When I was a kid, I used to have a Madeline doll that I carried around with me. I absolutely loved reading about Madeline and her adventures with her classmates. In the first book, Madeline shows true bravery when she gets her appendix out. Madeline is a leader, and the other students want to follow in her footsteps. More recently, I’ve loved reading about Madeline’s adventures in Madeline at the White House – a story of Madeline in one of my favorite cities!

Pippi Longstocking
by Astrid Lindgren

When I studied abroad in Copenhagen, Denmark, I took a class entitled “The Rebel Child in Scandinavian Children’s Literature.” Created by the brilliant Swedish author Astrid Lindgren, Pippi Longstocking is a perfect example of the rebel child.
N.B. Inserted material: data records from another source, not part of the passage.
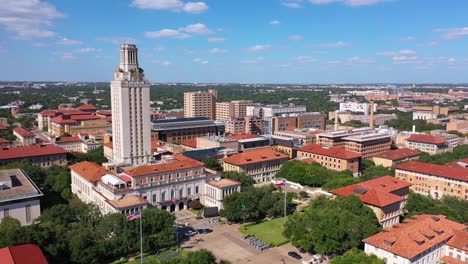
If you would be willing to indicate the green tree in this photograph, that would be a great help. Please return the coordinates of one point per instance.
(330, 226)
(356, 256)
(240, 176)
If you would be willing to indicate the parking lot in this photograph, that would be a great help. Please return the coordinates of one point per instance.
(226, 242)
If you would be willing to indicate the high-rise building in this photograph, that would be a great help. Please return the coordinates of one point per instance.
(130, 94)
(200, 104)
(226, 111)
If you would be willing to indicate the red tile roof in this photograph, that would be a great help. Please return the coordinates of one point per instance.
(376, 192)
(181, 163)
(50, 113)
(415, 235)
(255, 156)
(157, 143)
(104, 112)
(425, 138)
(241, 136)
(89, 170)
(333, 152)
(23, 132)
(399, 154)
(443, 171)
(67, 139)
(192, 143)
(459, 240)
(22, 254)
(87, 107)
(30, 151)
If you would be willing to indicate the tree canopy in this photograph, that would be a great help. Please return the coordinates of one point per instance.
(254, 204)
(331, 226)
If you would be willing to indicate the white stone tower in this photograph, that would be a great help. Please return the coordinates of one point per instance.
(130, 95)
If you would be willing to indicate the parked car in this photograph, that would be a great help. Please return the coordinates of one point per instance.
(204, 230)
(190, 233)
(293, 254)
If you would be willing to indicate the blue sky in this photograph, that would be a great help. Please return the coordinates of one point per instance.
(274, 41)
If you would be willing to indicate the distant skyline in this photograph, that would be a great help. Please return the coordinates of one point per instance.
(256, 41)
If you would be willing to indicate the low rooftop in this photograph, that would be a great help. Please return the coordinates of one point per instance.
(15, 184)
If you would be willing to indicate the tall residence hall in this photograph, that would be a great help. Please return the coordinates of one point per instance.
(368, 142)
(39, 155)
(332, 158)
(169, 185)
(428, 143)
(428, 239)
(260, 164)
(434, 180)
(19, 196)
(386, 196)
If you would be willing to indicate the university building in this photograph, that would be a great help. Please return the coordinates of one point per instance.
(428, 239)
(260, 164)
(434, 180)
(386, 196)
(19, 196)
(332, 158)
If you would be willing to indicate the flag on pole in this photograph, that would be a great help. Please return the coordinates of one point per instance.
(134, 216)
(281, 183)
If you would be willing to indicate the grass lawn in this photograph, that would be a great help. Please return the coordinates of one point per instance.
(269, 231)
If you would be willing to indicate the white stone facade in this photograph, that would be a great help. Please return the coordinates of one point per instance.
(130, 95)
She represents a child who doesn’t always follow the rules or stick to traditional ways of doing things, but this rebellious nature allows her to learn from her mistakes and realize what truly matters. Pippi is very loyal to her friends Annika and Tommy. Pippi is a very memorable character due to her unconventional manners, her superhuman strength, and (who could forget?) her awesome red pigtails!

Rosie Revere, Engineer
by Andrea Beaty

I recently reviewed this book on the blog, giving it a 5 star rating for its fantastic message, beautiful poetry, and amazing illustrations. What really sticks out in this book, though, are the incredible characters. Young Rosie has dreams of becoming a great engineer, but in a world that keeps telling her “no” in one way or another, she files away that dream and chooses to give up. One day, however, her great aunt Rose (based on Rosie the Riveter) shows her that she really can do anything if she takes it one step at a time and never gives up. Both Rose and Rosie are strong female characters, which makes this a great read for any young lady in your life.

Chrysanthemum
by Kevin Henkes

When I was a little girl, I used to be self-conscious about how my name didn’t sound quite like anyone else’s. When I picked up Chrysanthemum, that completely changed. Chrysanthemum is constantly teased by her classmates because she has a name that “scarcely fits on her nametag.” Over time, Chrysanthemum gets very down in the dumps about who she is, but encouragement and support from her parents helps her get back on her feet. Eventually, everyone’s favorite music teacher reveals that her name is Mrs. Delphinium Twinkle, and she is going to name her baby girl Chrysanthemum. Chrysanthemum’s classmates realize that a long name is nothing to be ashamed of. I really love this book because it’s primarily about coming to terms with who you are. (Plus Delphinium Twinkle might be the coolest name for a character in a book, ever.)

Matilda
by Roald Dahl

Saving my absolutely favorite for last, Matilda is such a fantastic book for finding strong women. Growing up as a 90s kid, I loved the live action movie, and I recently saw the amazing West End musical adaptation in London. Matilda is a memorable story that will, without a doubt, be passed down for generations. The character of Matilda has unexplained magic powers, but what most people remember about her is that she is incredibly bright. She spends her free time in a library and knows how to do tricky math problems in her head. She absolutely thrives in the classroom, even though she has a very difficult home life. Luckily, she finds a wonderful role model in the form of Miss Honey – a teacher who believes in her and guides her on her journey. A book that features a brilliant little girl and a kind, witty and helpful woman is a great fit for anyone looking for strong female characters!